I am wrong with my presumption ?
EDIT
I understand this depend of my scenario, but wasn't that the point of the question. The question is: it is right that can be written thread safe code with an (static int) variable without using lock keyword ?
It is my problem to write correct code. The answer seems to be: Yes, if you write correct and simple code, and not to much complicated, you can create thread safe functions without the need of lock keyword.
If one thread simply sets the value and another thread reads the value, then a lock is not necessary; the read and write are atomic. But if multiple threads might be updating it and are also reading it to do the update (e.g., increment), then you definitely do need some kind of synchronization. If only one thread is ever going to update it even for an increment, then I would argue that no synchronization is necessary.
Edit (three years later) It might also be desirable to add the volatile keyword to the declaration to ensure that reads of the value always get the latest value (assuming that matters in the application).
The concept of thread 'safety' is too vague to be meaningful unfortunately. If you're asking whether you can read and write to it from multiple threads without the program crashing during the operation, the answer is almost certainly yes. If you're also asking if the variable is guaranteed to either be the old value or the new value without ever storing any broken intermediate values, the answer for this data type is again almost certainly yes.
But if your question is "will my program work correctly if I access this from multiple threads", then the answer depends entirely on what your program is doing. For example, if you run the following pseudo code in 2 threads repeatedly in most programming languages, eventually you'll hit the assertion.
if MyVar >= 1:
MyVar = MyVar - 1
assert MyVar >= 0
Primitives like int are thread-safe in the sense that reads/writes are atomic. But as with most any type, it's left to you to do proper checking with more complex operations. For example, if (x > 0) x--; would be problematic in a multi-threaded scenario because x might change in between the if condition check and decrement.
A simple read or write on a field of 32 bits or less is always atomic. But you should provide your read/write code to make sure that it is thread safe.

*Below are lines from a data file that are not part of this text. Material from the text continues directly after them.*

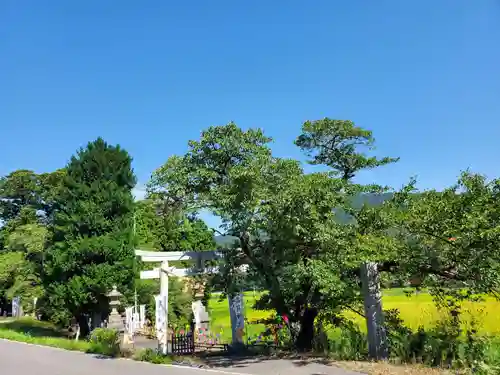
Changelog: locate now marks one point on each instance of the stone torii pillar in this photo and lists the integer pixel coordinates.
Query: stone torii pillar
(162, 273)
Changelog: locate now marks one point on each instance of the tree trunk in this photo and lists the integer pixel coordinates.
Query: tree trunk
(83, 323)
(306, 333)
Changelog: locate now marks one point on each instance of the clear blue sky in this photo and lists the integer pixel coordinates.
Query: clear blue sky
(150, 75)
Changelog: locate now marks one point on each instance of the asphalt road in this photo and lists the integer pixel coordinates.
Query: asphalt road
(24, 359)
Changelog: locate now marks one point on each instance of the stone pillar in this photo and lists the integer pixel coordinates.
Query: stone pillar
(377, 338)
(115, 320)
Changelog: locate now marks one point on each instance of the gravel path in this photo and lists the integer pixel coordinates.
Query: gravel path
(19, 358)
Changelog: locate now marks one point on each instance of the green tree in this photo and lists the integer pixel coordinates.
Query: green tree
(285, 221)
(167, 230)
(92, 247)
(337, 144)
(450, 238)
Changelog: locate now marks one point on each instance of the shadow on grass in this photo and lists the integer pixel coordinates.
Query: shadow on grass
(33, 328)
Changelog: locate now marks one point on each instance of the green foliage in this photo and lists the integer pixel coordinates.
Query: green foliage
(160, 228)
(335, 143)
(105, 341)
(92, 238)
(284, 220)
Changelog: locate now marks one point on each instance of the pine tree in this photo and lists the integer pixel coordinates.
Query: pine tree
(92, 247)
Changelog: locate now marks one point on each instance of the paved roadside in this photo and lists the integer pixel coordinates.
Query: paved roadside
(19, 358)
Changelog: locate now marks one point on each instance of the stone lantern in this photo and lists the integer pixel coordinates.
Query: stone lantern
(115, 320)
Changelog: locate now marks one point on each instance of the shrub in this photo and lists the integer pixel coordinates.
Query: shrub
(105, 341)
(151, 356)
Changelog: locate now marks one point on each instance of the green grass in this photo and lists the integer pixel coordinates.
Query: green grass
(41, 333)
(416, 310)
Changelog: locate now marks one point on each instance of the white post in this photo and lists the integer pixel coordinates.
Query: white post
(164, 294)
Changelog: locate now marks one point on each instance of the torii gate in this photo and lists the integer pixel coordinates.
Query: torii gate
(162, 273)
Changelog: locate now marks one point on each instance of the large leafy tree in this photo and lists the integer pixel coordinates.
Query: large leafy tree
(286, 223)
(92, 236)
(159, 227)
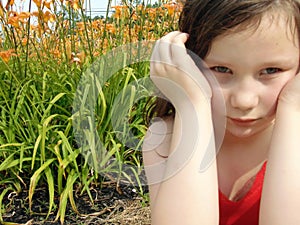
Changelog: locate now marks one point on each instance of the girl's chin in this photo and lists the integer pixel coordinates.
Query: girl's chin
(243, 132)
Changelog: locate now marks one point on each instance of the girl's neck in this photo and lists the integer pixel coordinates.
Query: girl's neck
(250, 150)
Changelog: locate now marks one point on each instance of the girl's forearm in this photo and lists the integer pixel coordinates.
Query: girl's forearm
(280, 201)
(188, 196)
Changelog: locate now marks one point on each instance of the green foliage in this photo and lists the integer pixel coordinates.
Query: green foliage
(38, 146)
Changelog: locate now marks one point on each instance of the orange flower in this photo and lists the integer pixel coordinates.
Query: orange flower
(49, 17)
(38, 3)
(48, 5)
(24, 41)
(14, 21)
(24, 16)
(9, 3)
(6, 55)
(120, 11)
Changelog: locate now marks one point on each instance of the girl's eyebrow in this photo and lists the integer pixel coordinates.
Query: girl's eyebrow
(280, 61)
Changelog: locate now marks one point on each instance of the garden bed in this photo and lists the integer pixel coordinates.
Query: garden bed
(111, 206)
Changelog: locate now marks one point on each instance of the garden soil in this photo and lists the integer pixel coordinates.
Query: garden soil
(112, 204)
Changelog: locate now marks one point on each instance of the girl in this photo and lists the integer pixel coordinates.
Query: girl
(251, 47)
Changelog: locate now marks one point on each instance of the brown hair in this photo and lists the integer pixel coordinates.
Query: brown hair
(204, 20)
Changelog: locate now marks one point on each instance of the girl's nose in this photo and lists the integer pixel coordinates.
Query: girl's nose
(244, 96)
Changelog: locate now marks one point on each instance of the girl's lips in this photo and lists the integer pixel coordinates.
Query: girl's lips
(243, 122)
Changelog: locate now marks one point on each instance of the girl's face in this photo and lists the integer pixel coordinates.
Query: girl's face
(252, 67)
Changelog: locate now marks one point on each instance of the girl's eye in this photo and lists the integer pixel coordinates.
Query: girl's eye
(271, 70)
(220, 69)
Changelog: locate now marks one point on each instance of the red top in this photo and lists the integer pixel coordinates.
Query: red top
(246, 210)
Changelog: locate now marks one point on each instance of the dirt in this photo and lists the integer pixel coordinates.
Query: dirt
(112, 204)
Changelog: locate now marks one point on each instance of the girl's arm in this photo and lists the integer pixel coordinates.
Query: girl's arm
(280, 201)
(182, 194)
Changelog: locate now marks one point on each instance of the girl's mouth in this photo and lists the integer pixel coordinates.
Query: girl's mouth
(242, 122)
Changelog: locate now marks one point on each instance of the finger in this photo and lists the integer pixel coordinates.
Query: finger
(165, 45)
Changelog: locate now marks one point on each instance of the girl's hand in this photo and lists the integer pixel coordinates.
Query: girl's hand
(175, 73)
(290, 94)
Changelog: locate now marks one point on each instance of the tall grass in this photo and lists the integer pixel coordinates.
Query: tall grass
(44, 57)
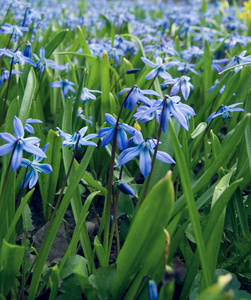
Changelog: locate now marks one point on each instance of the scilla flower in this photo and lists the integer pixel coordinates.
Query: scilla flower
(35, 167)
(224, 111)
(142, 151)
(71, 140)
(19, 144)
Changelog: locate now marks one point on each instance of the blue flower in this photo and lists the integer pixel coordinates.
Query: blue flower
(159, 69)
(87, 96)
(28, 50)
(107, 133)
(19, 144)
(28, 127)
(71, 140)
(14, 30)
(5, 75)
(180, 84)
(18, 57)
(142, 151)
(124, 187)
(34, 168)
(65, 84)
(225, 110)
(137, 95)
(82, 116)
(239, 59)
(173, 108)
(152, 290)
(42, 62)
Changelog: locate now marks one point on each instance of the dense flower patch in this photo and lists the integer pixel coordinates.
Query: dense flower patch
(145, 107)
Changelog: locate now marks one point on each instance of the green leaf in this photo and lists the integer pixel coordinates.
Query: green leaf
(18, 213)
(54, 282)
(11, 257)
(27, 220)
(199, 129)
(48, 182)
(28, 96)
(145, 237)
(102, 280)
(192, 209)
(106, 105)
(55, 42)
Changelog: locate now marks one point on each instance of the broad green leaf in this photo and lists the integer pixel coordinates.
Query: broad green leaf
(18, 213)
(105, 88)
(28, 96)
(54, 282)
(48, 182)
(146, 229)
(11, 257)
(188, 192)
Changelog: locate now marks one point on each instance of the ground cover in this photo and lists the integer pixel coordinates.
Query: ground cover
(125, 150)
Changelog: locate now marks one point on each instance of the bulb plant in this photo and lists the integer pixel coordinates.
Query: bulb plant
(141, 112)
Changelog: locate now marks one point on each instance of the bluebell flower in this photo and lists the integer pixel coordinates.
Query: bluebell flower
(71, 140)
(108, 132)
(19, 144)
(42, 62)
(183, 67)
(125, 188)
(214, 86)
(216, 64)
(159, 68)
(28, 128)
(82, 116)
(224, 111)
(239, 59)
(180, 84)
(14, 30)
(35, 167)
(65, 84)
(5, 75)
(28, 50)
(143, 150)
(115, 53)
(18, 57)
(87, 96)
(137, 95)
(173, 108)
(152, 290)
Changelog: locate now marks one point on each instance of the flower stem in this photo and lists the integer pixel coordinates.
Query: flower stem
(107, 209)
(155, 152)
(40, 83)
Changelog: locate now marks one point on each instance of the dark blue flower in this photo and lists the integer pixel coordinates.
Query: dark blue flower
(107, 133)
(19, 144)
(159, 69)
(18, 57)
(124, 187)
(42, 62)
(28, 127)
(14, 30)
(224, 111)
(173, 108)
(65, 84)
(5, 75)
(180, 84)
(87, 96)
(71, 140)
(34, 168)
(137, 95)
(143, 150)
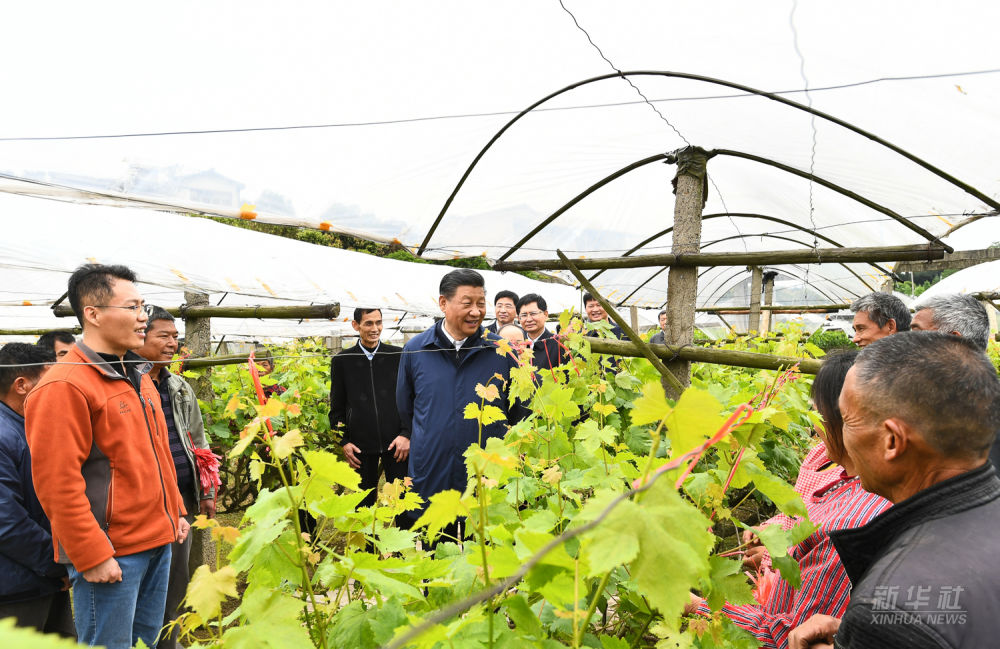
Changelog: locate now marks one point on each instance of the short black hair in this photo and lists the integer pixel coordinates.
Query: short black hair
(942, 385)
(48, 339)
(460, 277)
(532, 298)
(94, 281)
(883, 307)
(827, 384)
(361, 312)
(963, 314)
(511, 324)
(155, 313)
(22, 359)
(508, 294)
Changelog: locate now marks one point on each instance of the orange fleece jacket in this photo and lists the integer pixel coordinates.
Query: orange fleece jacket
(101, 461)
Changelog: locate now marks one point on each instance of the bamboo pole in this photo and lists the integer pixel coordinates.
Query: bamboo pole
(228, 359)
(756, 286)
(708, 355)
(775, 307)
(291, 312)
(638, 343)
(765, 258)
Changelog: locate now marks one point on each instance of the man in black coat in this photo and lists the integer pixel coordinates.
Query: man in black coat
(920, 413)
(363, 404)
(533, 312)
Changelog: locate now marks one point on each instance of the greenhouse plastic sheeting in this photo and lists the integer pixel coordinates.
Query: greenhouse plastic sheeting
(406, 95)
(172, 253)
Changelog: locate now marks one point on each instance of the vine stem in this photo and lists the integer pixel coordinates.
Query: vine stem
(578, 633)
(306, 579)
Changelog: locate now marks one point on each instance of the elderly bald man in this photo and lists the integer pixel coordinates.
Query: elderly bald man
(920, 412)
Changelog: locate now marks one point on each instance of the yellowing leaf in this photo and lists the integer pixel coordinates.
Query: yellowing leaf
(488, 393)
(232, 406)
(283, 445)
(208, 589)
(201, 522)
(445, 507)
(272, 408)
(651, 406)
(605, 408)
(224, 533)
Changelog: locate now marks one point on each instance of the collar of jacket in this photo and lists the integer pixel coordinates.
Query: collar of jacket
(106, 368)
(473, 343)
(860, 547)
(6, 412)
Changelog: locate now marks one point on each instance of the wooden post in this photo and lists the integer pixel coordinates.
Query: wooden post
(765, 316)
(991, 314)
(690, 188)
(756, 286)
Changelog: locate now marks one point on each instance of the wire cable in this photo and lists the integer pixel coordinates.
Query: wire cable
(501, 113)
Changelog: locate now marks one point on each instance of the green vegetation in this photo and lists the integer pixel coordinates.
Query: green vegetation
(589, 523)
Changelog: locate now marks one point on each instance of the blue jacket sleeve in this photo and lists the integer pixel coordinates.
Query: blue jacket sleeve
(21, 539)
(404, 395)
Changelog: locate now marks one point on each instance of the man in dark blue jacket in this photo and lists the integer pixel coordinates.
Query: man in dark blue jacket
(33, 588)
(438, 374)
(363, 405)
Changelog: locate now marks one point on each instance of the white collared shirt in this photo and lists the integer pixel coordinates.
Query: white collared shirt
(369, 354)
(452, 339)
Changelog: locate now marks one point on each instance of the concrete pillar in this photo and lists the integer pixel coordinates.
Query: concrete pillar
(756, 286)
(765, 316)
(691, 190)
(197, 338)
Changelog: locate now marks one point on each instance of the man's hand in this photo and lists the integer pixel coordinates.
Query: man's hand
(815, 633)
(106, 572)
(693, 603)
(755, 551)
(207, 507)
(401, 446)
(351, 452)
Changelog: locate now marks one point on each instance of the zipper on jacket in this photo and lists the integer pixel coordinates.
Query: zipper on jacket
(156, 458)
(378, 422)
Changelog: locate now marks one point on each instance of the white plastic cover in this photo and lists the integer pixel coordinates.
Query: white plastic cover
(408, 93)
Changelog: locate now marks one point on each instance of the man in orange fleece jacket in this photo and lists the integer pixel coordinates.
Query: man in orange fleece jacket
(102, 467)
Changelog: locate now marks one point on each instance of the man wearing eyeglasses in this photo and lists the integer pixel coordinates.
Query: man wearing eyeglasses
(102, 466)
(533, 313)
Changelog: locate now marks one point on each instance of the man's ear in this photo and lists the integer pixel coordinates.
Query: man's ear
(21, 386)
(896, 439)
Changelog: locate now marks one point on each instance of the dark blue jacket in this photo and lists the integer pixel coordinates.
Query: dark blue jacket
(435, 385)
(27, 570)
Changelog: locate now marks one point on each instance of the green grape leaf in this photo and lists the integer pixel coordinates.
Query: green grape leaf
(651, 406)
(693, 420)
(207, 590)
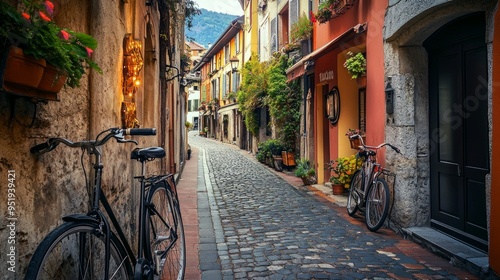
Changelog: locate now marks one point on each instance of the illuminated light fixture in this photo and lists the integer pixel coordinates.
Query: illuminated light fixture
(333, 106)
(132, 66)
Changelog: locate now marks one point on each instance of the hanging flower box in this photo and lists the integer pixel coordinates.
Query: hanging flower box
(32, 30)
(22, 71)
(43, 82)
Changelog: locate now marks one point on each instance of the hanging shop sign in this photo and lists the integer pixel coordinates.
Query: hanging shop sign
(326, 76)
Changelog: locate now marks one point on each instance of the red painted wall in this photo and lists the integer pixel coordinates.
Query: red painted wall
(371, 12)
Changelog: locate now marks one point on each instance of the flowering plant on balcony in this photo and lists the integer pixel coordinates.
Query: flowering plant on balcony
(39, 36)
(325, 11)
(355, 64)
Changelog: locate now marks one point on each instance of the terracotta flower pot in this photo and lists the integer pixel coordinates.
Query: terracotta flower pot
(22, 70)
(338, 189)
(361, 80)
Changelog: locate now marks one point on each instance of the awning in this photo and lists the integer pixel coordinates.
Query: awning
(299, 68)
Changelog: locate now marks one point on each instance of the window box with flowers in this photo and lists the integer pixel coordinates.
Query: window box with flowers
(62, 55)
(356, 66)
(301, 32)
(354, 140)
(329, 9)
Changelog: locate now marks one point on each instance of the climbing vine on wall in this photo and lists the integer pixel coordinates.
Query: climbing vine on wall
(283, 100)
(252, 92)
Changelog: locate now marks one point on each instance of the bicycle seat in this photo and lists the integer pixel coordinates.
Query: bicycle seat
(150, 153)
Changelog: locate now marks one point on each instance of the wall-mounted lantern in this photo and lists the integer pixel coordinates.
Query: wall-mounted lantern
(234, 63)
(333, 106)
(132, 65)
(389, 98)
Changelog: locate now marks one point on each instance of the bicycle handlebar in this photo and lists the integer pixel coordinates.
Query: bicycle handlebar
(139, 131)
(397, 150)
(116, 133)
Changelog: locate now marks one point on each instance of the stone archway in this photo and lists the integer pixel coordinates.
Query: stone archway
(407, 65)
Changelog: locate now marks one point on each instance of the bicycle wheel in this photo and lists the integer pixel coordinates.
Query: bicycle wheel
(76, 250)
(377, 204)
(165, 233)
(354, 193)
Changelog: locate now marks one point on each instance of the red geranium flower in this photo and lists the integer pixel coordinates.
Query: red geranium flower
(44, 16)
(89, 51)
(50, 7)
(64, 34)
(26, 16)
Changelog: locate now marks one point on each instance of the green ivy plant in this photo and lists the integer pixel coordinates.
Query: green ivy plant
(355, 64)
(283, 100)
(252, 92)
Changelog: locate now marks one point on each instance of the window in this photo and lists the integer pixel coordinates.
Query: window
(264, 51)
(235, 82)
(237, 43)
(227, 54)
(196, 104)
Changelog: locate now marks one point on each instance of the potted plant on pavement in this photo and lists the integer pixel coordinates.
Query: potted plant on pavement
(343, 169)
(305, 171)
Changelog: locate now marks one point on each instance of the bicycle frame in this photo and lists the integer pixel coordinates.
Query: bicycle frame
(371, 169)
(96, 215)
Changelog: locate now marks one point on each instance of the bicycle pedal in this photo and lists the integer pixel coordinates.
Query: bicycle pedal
(161, 238)
(159, 262)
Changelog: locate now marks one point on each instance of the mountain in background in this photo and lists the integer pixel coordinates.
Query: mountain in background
(208, 27)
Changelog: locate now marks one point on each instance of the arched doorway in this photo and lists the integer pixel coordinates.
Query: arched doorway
(458, 129)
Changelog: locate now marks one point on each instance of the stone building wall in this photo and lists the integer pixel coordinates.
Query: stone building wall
(407, 25)
(52, 185)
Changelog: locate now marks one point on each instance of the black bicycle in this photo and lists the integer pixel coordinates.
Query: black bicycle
(369, 190)
(85, 246)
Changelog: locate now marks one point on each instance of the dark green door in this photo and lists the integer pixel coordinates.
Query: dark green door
(459, 145)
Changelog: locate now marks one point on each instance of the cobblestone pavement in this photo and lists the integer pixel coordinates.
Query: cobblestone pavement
(255, 225)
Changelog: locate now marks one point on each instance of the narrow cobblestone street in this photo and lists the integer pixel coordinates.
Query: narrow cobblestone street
(253, 224)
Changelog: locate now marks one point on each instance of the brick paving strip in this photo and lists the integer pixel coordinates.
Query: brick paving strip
(254, 223)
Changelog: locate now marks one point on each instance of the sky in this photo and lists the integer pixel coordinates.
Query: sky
(231, 7)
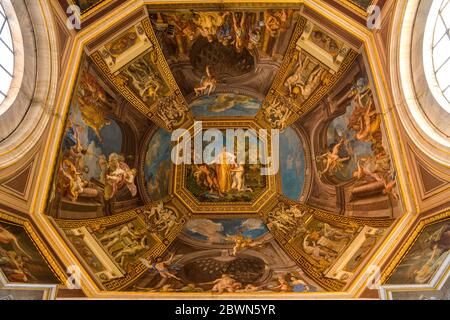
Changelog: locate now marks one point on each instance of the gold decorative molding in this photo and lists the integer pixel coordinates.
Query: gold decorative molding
(170, 111)
(412, 238)
(137, 268)
(40, 246)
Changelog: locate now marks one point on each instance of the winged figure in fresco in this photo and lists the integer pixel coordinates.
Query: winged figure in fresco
(93, 103)
(332, 160)
(163, 268)
(242, 242)
(207, 84)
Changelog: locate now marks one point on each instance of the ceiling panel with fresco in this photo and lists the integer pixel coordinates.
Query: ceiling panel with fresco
(166, 74)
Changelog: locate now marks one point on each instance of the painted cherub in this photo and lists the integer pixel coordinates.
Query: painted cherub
(207, 83)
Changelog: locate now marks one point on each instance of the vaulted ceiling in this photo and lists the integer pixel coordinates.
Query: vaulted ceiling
(308, 79)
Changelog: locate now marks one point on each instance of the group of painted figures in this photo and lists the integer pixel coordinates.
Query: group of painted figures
(363, 125)
(115, 173)
(241, 30)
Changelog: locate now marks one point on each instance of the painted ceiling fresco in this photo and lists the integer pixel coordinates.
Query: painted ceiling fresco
(138, 221)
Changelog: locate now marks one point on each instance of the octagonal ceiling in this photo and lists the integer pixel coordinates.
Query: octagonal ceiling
(125, 211)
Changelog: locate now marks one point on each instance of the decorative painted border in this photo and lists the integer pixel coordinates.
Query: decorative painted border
(40, 246)
(412, 238)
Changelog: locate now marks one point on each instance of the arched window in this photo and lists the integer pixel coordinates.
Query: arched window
(7, 60)
(437, 52)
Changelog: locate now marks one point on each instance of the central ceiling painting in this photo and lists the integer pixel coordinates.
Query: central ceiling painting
(140, 221)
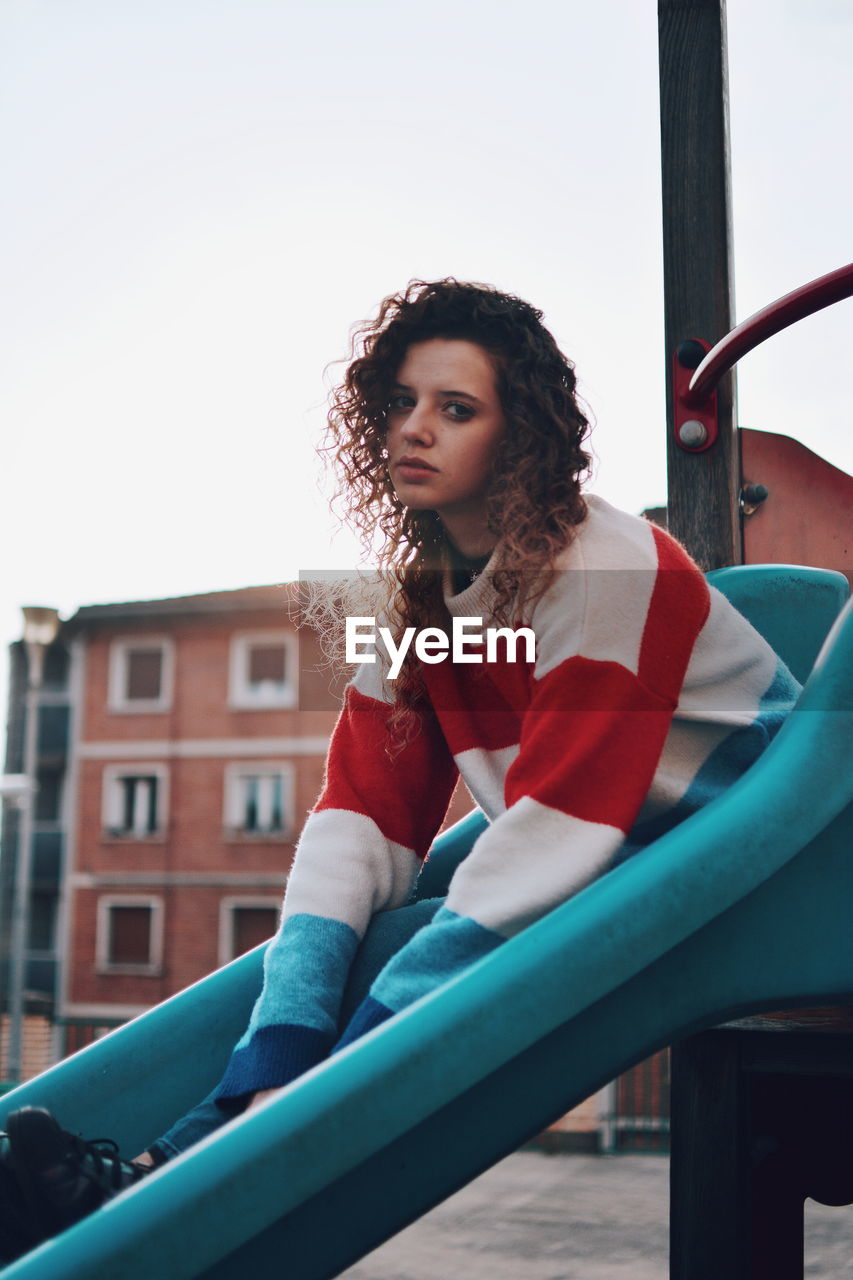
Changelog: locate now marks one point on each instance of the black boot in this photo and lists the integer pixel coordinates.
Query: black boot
(60, 1176)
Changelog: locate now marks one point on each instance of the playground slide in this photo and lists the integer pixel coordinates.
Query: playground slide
(744, 906)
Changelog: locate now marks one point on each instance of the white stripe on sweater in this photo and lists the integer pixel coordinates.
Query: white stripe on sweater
(484, 775)
(532, 859)
(349, 869)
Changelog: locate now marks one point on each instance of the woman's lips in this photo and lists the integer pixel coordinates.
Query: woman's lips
(413, 469)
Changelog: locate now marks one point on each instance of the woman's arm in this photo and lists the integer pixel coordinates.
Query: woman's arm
(360, 853)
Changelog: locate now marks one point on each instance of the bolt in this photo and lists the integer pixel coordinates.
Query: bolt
(693, 434)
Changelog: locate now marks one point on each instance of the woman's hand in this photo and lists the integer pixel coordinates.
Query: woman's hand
(261, 1096)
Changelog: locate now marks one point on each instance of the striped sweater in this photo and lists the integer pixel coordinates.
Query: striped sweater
(649, 694)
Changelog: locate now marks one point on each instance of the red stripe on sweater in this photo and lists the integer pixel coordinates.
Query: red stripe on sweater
(678, 611)
(591, 744)
(361, 775)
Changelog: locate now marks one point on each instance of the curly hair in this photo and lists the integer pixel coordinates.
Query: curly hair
(534, 501)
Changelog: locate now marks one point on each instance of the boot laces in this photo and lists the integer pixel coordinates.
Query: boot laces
(99, 1160)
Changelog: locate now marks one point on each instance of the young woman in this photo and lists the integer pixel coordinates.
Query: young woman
(460, 444)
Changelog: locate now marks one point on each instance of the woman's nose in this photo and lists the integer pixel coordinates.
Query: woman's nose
(418, 426)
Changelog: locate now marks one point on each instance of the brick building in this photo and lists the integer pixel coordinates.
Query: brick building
(194, 763)
(182, 743)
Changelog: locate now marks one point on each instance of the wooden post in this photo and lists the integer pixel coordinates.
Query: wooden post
(703, 488)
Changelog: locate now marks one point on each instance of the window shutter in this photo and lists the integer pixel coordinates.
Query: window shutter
(144, 673)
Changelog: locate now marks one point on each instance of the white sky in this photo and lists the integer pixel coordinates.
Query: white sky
(203, 197)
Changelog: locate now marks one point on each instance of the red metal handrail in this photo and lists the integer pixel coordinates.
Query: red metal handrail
(763, 324)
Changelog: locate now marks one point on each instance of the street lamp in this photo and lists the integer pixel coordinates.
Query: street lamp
(41, 626)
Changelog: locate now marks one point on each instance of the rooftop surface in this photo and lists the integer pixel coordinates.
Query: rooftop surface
(569, 1217)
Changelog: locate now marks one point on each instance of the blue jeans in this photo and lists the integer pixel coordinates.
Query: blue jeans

Check out this post: http://msdn.microsoft.com/en-us/magazine/cc163929.aspx
It explains why you need to synchronize access to the integers in this scenario
Try Interlocked.Increment() or Interlocked.Add() and you'll be right. Your code complexity will be the same but you truly won't have to worry. If you're not worried about losing a few clicks in your counter, you can continue as you are.
Reading or writing integers is atomic. However, reading and then writing is not atomic. So, if you have one thread that writes and many that read, you may be able to get away without locks.
However, even though the operations are atomic, there are still potential multi-threading issues. In order for one thread to be guaranteed that another thread can see values it writes, you need a memory barrier. Otherwise, the compiler can optimize the code so that the variable stays in a register (or even optimize the operation away completely), so changes would be invisible from one thread to another.
You can establish a memory barrier explicitly (volatile or Thread.MemoryBarrier), or with the Interlocked class -- or with the lock statement (Monitor).